Databases

Postgres for agents: eleven patterns we ship on every build

A routine VACUUM FULL left our chat agent quoting a deleted policy. The fix was small. The lesson was eleven Postgres patterns we now ship on every agent build.

Jacob Molkenboer· Founder · A Brand New Company· 31 May 2025· 9 min

Open oak card-catalogue drawer with cream index cards, one chartreuse tab raised, brass divider, ivory paper surface.

It is 16:47 on a Friday. Sales has reclaimed 38 GB on the production database by running VACUUM FULL against the embeddings table. Five minutes later, the support agent answers a paying customer with a chunk from a policy document we deleted two months ago. The retrieval is fast. The retrieval is wrong. Nobody can see why.

The chunk text rendered cleanly because the agent had no way of knowing the row underneath it no longer existed in our system of record. The HNSW index inside pgvector still pointed at tuple identifiers that VACUUM FULL had quietly remapped during the rewrite. The query planner trusted the index. The agent trusted the planner. The customer trusted the agent.

We spent the weekend writing down what we wished we had known on Friday afternoon. The post-mortem ran two hours. We logged the failure mode, the recovery, and the rebuild, then we did the harder thing: we listed every Postgres habit we had picked up across the agent projects we have shipped and ranked them by how quickly a database administrator could deploy them without a model-shaped panic. What follows is that list. Eleven patterns, ranked by what a DBA who has never opened a model dashboard can ship on a Tuesday afternoon.
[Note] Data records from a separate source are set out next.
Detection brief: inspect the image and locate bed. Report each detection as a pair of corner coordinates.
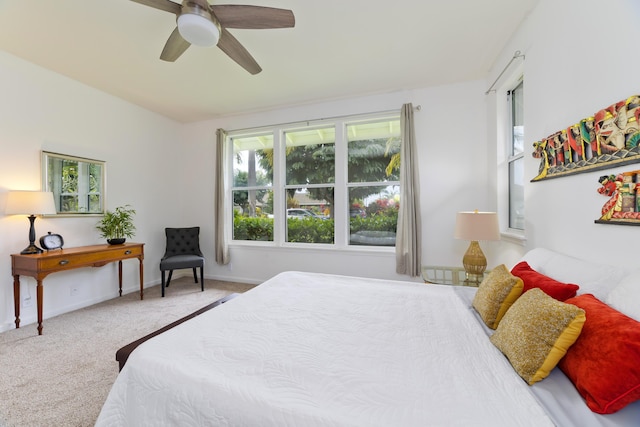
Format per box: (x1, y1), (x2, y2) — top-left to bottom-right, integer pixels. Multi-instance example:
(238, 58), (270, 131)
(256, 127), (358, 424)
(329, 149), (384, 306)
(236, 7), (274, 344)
(96, 250), (640, 427)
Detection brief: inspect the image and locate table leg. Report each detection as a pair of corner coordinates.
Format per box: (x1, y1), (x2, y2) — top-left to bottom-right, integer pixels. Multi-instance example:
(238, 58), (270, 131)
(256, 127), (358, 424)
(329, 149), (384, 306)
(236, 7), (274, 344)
(138, 257), (144, 299)
(36, 279), (44, 335)
(118, 260), (122, 296)
(13, 274), (20, 329)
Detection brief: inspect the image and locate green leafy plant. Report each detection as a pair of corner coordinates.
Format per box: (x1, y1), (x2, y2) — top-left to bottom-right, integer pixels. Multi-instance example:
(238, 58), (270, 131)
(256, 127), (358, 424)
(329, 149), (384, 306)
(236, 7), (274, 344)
(96, 205), (136, 239)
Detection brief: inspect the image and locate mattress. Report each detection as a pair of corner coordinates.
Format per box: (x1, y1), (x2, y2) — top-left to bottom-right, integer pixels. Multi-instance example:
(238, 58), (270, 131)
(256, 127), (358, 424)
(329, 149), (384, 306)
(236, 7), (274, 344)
(96, 272), (616, 427)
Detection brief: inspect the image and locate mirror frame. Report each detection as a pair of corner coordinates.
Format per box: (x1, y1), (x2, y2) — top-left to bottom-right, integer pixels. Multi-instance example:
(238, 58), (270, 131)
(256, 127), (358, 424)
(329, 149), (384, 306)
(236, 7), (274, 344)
(40, 150), (107, 216)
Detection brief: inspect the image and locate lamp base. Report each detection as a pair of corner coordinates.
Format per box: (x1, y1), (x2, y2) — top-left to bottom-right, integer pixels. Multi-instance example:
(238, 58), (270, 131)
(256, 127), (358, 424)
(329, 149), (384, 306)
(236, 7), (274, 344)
(20, 215), (44, 255)
(462, 240), (487, 286)
(20, 243), (44, 255)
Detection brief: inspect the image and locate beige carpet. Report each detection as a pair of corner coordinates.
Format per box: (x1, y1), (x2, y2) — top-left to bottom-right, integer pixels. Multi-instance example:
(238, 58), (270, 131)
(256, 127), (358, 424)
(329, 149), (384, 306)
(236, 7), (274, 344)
(0, 277), (253, 427)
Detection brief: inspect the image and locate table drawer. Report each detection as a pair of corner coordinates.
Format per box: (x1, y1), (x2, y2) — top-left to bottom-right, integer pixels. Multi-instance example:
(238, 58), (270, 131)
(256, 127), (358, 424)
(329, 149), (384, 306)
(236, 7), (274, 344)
(40, 246), (142, 271)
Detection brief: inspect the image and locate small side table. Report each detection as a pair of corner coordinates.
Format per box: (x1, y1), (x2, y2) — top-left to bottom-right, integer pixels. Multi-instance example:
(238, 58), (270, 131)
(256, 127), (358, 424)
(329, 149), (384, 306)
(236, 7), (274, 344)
(422, 265), (488, 287)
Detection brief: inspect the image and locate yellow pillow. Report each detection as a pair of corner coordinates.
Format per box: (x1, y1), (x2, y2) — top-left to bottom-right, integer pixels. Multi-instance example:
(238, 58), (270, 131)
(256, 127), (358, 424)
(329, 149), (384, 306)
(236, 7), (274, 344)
(491, 288), (586, 385)
(472, 264), (524, 329)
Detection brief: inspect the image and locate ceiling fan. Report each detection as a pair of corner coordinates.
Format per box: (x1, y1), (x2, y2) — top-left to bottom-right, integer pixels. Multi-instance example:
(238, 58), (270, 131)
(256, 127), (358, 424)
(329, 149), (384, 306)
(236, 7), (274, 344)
(131, 0), (295, 74)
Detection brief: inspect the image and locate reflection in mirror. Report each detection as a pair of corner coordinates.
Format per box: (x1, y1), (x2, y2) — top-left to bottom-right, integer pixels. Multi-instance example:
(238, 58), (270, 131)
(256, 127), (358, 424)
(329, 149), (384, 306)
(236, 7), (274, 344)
(42, 151), (106, 215)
What VACUUM FULL did to the vector index

A regular VACUUM in Postgres marks dead tuples as reusable space inside the same physical file. A VACUUM FULL is a different animal: it acquires an ACCESS EXCLUSIVE lock, rewrites the entire table to a new file, and rebuilds every index from scratch. For a B-tree on a normal column this is annoying but safe. For an HNSW index built on top of pgvector, the rebuild takes minutes, and the graph construction is non-deterministic on duplicates near the decision boundary.

That mismatch is enough for an agent retrieving the top three chunks to surface a result you genuinely no longer have. The pgvector project documents the rebuild semantics in passing, but most operations teams find out about it the way we did: through a customer ticket. You can argue (correctly) that this is a pgvector implementation detail more than a Postgres property. That is true. It is also irrelevant when a customer is on hold. The patterns in the rest of this guide assume that everything will eventually surprise you, and that the database is the only layer in your stack that holds its shape under prompt-shaped pressure.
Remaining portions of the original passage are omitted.